The demo shows recording of a user’s session to ElasticSearch with simultaneous playback, recorded messages as seen in Kibana, and also highlights the effect of ElasticSearch streaming limitations (and simplicity of tlog’s current implementation, of course).

Tlog is still in the early stages of development, there are plenty of items on the TODO list and we’ll be adding more, without doubt. We’ll be glad to receive contributions, suggestions, questions or just comments. Please fork, submit pull requests, issues, or write me directly!

The Limitations

Since humans type slowly and the I/O recording needs to be chopped into log messages, a smoothing delay needs to be introduced to avoid creating a separate message for each or just a few keystrokes. This introduces latency. Delivery via a number of log servers, plus ElasticSearch indexing make it longer. This makes implementing real-time terminal monitoring problematic.

However, most of the time, a real person will not be watching a live stream from a user’s terminal, but instead an automatic system will be watching the stream for patterns, or a recording will be reviewed later. Plus, other session data doesn’t need to have a smoothing delay and e.g. commands and accessed files will be delivered faster.

Even though the text on a terminal looks uninterrupted, the actual recorded I/O stream is often interspersed with control codes: color, font changes and cursor movements in the output, editing commands and other special characters

  • in the input. E.g. while a user enters a specific valid command on a shell command line, the input stream in the recording will be very different, if the command was edited before being executed - a common occurrence.

Moreover, since the I/O stream needs to be chopped into messages, a particular word or phrase can end up split between two messages and thus impossible to find as a whole using ElasticSearch facilities. For these reasons, the structured audit records for specific events should be searched instead, and the I/O stream should be searched only for the data unavailable otherwise, and the results interpreted carefully.
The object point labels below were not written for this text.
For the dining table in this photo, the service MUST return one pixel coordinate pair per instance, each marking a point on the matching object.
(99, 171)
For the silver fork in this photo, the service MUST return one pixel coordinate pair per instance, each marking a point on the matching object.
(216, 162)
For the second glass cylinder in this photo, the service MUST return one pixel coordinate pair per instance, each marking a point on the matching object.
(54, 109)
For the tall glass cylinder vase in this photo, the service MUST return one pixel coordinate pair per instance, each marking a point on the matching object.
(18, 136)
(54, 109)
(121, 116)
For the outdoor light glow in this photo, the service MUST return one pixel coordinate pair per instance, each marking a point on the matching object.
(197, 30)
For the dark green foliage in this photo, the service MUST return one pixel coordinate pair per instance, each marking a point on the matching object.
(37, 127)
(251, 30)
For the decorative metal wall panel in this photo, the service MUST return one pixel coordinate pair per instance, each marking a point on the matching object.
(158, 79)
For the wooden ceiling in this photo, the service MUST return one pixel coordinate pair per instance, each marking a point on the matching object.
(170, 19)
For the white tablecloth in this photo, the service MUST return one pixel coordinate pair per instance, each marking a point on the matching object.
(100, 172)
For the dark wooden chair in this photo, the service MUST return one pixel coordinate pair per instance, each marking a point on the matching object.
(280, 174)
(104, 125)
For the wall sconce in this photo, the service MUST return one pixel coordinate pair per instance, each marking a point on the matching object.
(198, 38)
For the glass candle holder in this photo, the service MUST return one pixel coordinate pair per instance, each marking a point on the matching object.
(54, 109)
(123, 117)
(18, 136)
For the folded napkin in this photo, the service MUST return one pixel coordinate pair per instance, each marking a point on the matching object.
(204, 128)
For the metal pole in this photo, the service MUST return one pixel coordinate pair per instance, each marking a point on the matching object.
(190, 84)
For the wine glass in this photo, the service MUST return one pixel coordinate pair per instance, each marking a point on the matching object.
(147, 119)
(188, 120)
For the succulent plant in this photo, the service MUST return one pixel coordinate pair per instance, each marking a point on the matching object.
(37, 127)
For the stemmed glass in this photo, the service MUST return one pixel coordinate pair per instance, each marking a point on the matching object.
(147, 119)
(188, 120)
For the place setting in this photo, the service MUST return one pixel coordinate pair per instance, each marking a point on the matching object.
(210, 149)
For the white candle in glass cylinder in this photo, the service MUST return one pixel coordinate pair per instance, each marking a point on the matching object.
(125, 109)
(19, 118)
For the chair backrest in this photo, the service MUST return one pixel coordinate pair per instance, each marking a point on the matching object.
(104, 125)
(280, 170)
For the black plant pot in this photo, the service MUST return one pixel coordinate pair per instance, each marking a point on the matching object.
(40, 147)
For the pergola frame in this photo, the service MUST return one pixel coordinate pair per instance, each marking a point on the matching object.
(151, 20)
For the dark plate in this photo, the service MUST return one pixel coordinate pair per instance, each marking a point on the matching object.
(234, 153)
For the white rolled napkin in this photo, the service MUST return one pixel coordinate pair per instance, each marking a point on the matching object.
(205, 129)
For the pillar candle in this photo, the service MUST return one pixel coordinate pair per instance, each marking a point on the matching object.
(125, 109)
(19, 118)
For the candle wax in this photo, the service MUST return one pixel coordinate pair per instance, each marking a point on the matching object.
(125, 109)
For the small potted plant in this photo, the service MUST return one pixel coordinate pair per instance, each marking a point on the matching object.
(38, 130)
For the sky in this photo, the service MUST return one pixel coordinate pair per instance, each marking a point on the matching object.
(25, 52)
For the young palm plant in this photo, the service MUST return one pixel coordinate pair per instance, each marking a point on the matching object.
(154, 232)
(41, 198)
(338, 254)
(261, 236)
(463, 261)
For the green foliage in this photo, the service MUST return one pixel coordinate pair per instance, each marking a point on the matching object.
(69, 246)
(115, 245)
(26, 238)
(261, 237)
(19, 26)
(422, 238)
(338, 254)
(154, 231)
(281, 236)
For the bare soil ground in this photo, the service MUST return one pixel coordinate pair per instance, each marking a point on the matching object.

ElasticSearch is not a relational database and it doesn’t support joining different data types in search queries as would be possible with SQL. This means that data structures need to be denormalized, i.e. a container needs to be stored in a single document with its items, and data belonging to many containers needs to be copied to each of them. For I/O recording it means that there can’t be a single document describing the session as a whole, and separate documents describing pieces of the stream. Instead, overall session data needs to be attached to each piece. This introduces size overhead to each of the pieces.

However, if the maximum I/O message size is set high enough, this overhead becomes negligible. The alternative is to join documents client-side, which is inefficient for smaller documents, but might still be necessary in some cases. This also concerns multi-part audit events.

The Challenges

Among the more interesting challenges implementing session recording as planned are:

  • Nobody tried to implement converting audit messages to ElasticSearch-compatible JSON, yet. It should be possible and not very hard, as audit messages are relatively well-structured.

  • So far, ElasticSearch has very limited support for streaming new documents. Any stream-oriented client, such as a terminal I/O player, needs to resort to inefficient polling, or possibly difficult to use unofficial plug-ins.

  • Nobody tried making anything like the terminal I/O playback visualisation we plan to implement for Kibana. It is not yet known if it’s doable, and while theoretically it is possible, it is unlikely to be easy.

The Future

Our target is a turn-key solution: install the FreeIPA client, turn a few knobs on FreeIPA server, and have sessions recorded for specific users or groups. Log delivery and storage will have to be configured separately, though, and we’re working on that in another project.

Beside basic playback we plan to have the Kibana visualisation provide accelerated playback, searching for and rewinding to entered/printed text, executed processes, accessed files and more. We’ll have this contributed upstream, or available as a plug-in. We’re considering embedding the visualisation into FreeIPA web UI to enable viewing specific sessions with controls to terminate/suspend them.